VLSM Question help

2URGSE

Objective:

Given 172.16.8.0/22, divide the network so the following are requirements are met:


Sales Department needs 300 hosts.
Marketing Department needs 76 hosts.
Administration Department needs 24 hosts.
HR Department needs 12 hosts.
Accounting Department needs 5 hosts.


So I start with the Sales Department.

(2^n)-2 = 300

When n=9, the max number of hosts is 510, so that will satisfy the 300 hosts Sales needs.

Next I take 32-9= 23, so the mask for the Sales subnet is /23.

Now comes the part that I get lost and need help.

I'm trying to find the first host address and last host address.

The first host address is 172.16.8.1, the last host address is 172.16.9.254. I get that part.

Next is the Marketing Department. (2^n)-2 = 76, so n=7 to satisfy this requirement.

This subnet is 172.16.10.0. Can someone please shed some light on how the got to that subnet?

The next subnet is 172.16.10.128, how did they get there?


* Please no binary stuff, I don't use it in my studies, and surely not on the exam.

diffie

It’s been awhile for me but without using binary, 172.16.10.0 and 172.16.10.128, are simply the next usable addresses with the range 172.16.8.0/22


Your starting subnet is 172.16.8.0/22, which provides the range 172.16.8.1 - 172.16.11.254.


Your calculations so far are on point, for Sales you'd use 172.16.10.0/25 which would allow hosts in the range 172.16.8.1 to 172.16.9.254.


172.16.9.255 is the broadcast address for that range.
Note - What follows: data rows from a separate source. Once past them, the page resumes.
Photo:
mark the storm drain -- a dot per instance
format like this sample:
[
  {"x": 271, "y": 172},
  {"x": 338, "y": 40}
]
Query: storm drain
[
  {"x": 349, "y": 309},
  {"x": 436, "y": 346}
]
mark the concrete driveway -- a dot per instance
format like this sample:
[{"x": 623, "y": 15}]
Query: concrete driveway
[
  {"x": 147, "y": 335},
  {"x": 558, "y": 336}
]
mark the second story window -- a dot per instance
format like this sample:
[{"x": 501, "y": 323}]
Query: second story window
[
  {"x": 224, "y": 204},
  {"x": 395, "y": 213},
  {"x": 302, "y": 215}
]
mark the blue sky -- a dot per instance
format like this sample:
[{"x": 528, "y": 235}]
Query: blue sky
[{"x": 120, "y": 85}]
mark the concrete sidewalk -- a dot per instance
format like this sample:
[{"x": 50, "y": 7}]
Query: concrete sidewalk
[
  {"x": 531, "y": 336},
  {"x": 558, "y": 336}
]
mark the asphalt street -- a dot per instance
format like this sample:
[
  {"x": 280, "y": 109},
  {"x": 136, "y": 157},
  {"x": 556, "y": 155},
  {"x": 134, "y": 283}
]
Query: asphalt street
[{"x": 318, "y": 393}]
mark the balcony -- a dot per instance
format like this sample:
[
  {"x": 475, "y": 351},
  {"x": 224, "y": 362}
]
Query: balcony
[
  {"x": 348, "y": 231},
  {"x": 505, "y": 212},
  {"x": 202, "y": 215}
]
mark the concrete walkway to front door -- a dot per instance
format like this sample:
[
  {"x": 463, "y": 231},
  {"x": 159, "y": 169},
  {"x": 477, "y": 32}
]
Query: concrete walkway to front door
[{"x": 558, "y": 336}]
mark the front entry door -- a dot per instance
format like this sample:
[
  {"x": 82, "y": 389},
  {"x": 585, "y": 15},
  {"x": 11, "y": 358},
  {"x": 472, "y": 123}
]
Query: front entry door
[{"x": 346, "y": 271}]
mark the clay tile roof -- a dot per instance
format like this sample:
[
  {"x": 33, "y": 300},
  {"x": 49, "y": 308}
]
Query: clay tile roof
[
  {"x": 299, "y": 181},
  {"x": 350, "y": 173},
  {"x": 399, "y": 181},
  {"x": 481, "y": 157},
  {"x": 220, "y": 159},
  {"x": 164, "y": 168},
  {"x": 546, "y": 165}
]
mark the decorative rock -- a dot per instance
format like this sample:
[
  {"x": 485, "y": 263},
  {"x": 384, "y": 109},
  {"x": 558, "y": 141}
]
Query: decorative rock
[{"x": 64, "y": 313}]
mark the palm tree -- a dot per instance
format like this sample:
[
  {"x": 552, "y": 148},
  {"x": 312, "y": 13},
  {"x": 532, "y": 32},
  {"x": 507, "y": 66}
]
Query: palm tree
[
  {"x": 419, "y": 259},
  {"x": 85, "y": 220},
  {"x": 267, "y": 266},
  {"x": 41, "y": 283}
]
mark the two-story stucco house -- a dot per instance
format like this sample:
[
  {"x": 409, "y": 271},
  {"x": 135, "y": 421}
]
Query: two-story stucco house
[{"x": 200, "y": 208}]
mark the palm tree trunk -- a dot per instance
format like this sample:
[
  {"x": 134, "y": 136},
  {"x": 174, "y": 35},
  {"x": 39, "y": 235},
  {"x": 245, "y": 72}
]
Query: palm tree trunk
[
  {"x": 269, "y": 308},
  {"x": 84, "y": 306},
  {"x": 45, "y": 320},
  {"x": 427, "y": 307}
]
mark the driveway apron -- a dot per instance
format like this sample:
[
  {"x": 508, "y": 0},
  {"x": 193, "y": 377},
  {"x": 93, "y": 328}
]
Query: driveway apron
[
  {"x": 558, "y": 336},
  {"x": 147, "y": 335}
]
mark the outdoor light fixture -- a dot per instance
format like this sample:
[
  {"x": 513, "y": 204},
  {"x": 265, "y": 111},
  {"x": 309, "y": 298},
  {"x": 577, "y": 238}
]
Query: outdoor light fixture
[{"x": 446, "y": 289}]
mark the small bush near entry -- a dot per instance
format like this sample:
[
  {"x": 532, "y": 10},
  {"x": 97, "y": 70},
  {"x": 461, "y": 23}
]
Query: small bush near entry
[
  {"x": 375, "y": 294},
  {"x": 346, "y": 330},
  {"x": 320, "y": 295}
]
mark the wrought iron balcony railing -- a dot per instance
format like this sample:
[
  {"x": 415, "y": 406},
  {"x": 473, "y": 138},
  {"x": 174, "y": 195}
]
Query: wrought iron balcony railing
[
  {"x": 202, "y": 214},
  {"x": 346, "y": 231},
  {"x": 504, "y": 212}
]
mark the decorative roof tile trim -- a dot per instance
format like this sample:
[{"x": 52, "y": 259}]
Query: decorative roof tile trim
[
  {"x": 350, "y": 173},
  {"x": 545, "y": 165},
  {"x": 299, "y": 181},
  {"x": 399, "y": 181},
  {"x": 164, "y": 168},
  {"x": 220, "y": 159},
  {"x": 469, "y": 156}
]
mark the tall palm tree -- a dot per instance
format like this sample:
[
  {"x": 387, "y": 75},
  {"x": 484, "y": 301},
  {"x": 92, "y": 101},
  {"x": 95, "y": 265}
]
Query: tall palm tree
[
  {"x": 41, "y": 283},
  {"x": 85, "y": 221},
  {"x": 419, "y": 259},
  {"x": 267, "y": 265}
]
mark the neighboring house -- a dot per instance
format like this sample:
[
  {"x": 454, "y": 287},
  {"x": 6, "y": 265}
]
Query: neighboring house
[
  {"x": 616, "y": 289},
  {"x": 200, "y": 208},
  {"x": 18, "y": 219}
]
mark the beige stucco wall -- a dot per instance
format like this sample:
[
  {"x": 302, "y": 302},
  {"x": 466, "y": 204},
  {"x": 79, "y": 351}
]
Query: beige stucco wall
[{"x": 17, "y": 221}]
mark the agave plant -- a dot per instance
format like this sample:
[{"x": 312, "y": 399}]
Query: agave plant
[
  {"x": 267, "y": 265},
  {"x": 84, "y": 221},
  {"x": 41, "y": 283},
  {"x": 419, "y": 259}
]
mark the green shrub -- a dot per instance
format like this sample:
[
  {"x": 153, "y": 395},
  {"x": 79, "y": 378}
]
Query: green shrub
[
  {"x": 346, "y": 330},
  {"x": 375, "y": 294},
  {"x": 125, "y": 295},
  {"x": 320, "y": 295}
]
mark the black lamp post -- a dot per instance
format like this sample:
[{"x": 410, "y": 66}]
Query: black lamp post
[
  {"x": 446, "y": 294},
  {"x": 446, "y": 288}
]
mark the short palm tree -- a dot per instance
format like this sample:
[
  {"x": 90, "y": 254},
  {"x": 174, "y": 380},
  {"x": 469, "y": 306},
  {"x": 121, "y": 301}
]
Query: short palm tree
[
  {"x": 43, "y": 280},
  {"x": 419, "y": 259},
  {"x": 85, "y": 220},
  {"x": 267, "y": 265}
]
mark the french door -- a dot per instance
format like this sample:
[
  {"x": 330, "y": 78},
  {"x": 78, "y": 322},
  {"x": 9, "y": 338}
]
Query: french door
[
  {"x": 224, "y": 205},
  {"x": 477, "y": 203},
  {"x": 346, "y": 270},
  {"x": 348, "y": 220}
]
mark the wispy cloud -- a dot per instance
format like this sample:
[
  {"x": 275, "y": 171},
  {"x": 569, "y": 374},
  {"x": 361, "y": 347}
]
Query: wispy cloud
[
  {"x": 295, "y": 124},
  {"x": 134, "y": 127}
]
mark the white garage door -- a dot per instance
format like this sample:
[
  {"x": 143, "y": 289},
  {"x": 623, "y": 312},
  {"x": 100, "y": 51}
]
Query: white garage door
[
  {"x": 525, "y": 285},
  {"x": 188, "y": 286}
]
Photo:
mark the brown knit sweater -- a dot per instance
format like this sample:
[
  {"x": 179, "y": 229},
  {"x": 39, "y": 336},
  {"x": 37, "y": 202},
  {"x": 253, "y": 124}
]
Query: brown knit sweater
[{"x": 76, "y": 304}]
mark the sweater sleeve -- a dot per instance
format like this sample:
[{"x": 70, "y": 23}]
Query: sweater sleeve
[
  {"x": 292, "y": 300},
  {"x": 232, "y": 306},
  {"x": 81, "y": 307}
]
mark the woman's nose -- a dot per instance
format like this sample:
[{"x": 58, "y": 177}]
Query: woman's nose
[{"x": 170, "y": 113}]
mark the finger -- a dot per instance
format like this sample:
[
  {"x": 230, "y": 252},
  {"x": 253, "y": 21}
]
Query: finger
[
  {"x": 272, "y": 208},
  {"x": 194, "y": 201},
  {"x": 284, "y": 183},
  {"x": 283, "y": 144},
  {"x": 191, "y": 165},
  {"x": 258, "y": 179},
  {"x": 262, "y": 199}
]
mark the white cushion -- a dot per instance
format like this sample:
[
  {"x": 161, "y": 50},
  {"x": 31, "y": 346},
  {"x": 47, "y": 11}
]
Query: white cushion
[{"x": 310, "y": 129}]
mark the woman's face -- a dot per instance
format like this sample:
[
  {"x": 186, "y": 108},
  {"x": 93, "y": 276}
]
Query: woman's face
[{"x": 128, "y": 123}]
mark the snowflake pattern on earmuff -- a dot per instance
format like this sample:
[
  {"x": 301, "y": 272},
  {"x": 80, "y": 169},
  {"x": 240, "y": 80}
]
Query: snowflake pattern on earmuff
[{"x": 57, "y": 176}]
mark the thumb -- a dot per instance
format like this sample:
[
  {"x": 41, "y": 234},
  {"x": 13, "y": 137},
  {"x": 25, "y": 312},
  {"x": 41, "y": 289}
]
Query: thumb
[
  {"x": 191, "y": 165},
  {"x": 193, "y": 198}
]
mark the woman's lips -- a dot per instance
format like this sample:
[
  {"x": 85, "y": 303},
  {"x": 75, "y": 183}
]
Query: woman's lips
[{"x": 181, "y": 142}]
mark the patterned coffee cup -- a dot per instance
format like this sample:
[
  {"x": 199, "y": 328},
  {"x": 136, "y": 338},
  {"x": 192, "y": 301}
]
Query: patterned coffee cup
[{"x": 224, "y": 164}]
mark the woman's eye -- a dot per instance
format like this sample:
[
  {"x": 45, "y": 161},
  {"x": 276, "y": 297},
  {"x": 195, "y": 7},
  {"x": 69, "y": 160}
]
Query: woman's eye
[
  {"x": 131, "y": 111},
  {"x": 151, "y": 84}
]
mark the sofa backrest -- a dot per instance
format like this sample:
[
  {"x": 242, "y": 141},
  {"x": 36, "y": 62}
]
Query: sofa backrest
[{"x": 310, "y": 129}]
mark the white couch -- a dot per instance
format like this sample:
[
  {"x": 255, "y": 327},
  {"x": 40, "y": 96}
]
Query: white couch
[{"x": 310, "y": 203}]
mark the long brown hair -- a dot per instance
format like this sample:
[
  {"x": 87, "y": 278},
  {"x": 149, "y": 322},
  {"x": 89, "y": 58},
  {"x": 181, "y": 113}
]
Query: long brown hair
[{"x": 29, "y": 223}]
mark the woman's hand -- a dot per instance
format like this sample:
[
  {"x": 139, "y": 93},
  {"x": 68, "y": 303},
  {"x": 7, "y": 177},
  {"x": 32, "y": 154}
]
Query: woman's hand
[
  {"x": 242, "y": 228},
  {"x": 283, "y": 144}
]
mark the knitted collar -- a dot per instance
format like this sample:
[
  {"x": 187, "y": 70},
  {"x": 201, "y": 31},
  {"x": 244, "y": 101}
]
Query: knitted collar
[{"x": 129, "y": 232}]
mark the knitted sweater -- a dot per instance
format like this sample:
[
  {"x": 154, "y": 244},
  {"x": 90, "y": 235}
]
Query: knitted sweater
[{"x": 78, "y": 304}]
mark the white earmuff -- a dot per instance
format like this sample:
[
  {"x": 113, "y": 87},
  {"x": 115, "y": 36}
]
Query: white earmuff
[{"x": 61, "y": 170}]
The very next address would be 172.16.10.0


Your next calculations:


(2^h) - 2 = hosts
(2^7) - 2 = 126
h = 7
32 - 7 = 25


172.16.10.0/25 the usable range is 172.16.10.1 - 172.16.10.126


172.16.10.127 would be the broadcast address, 172.16.10.128 would be the next address.


Then, just keep going.


172.16.10.128/27 - 30 hosts/24 needed - 172.16.10.129 - 172.16.10.158, broadcast 172.16.10.159


172.16.10.160/28 - 14 hosts/12 needed - 172.16.10.161 - 172.16.10.174, broadcast 172.16.10.175


172.16.10.176/29 - 6 hosts/5 needed - 172.16.10.177 - 172.16.10.182, broadcast 172.16.10.183

Mr.Robot255

i'm not great at explaining stuff but i will give it a go. (and hope i'm right)


300=/23 - /23 = 512 host
76=/25 - /25 = 128 host
24=/27 -/27 = 32 host
12=/28 -/28 =16 host
5=/29 -/29 =8 host

and we lose the first host and last host of each of them ,1st being Network I.D and last host being Broadcast.

so from 172.16.8.0 /22
the first block of 300 hosts will take 512 hosts a /23 as the its the nearest match bringing it to
172.16.8.0 - 172.16.9.255 /23
next block will then start from 172.16.10.0

so we then have
172.16.10.0 - 172.16.10.127 /25 (this covers our 76 hosts to nearest match/block size)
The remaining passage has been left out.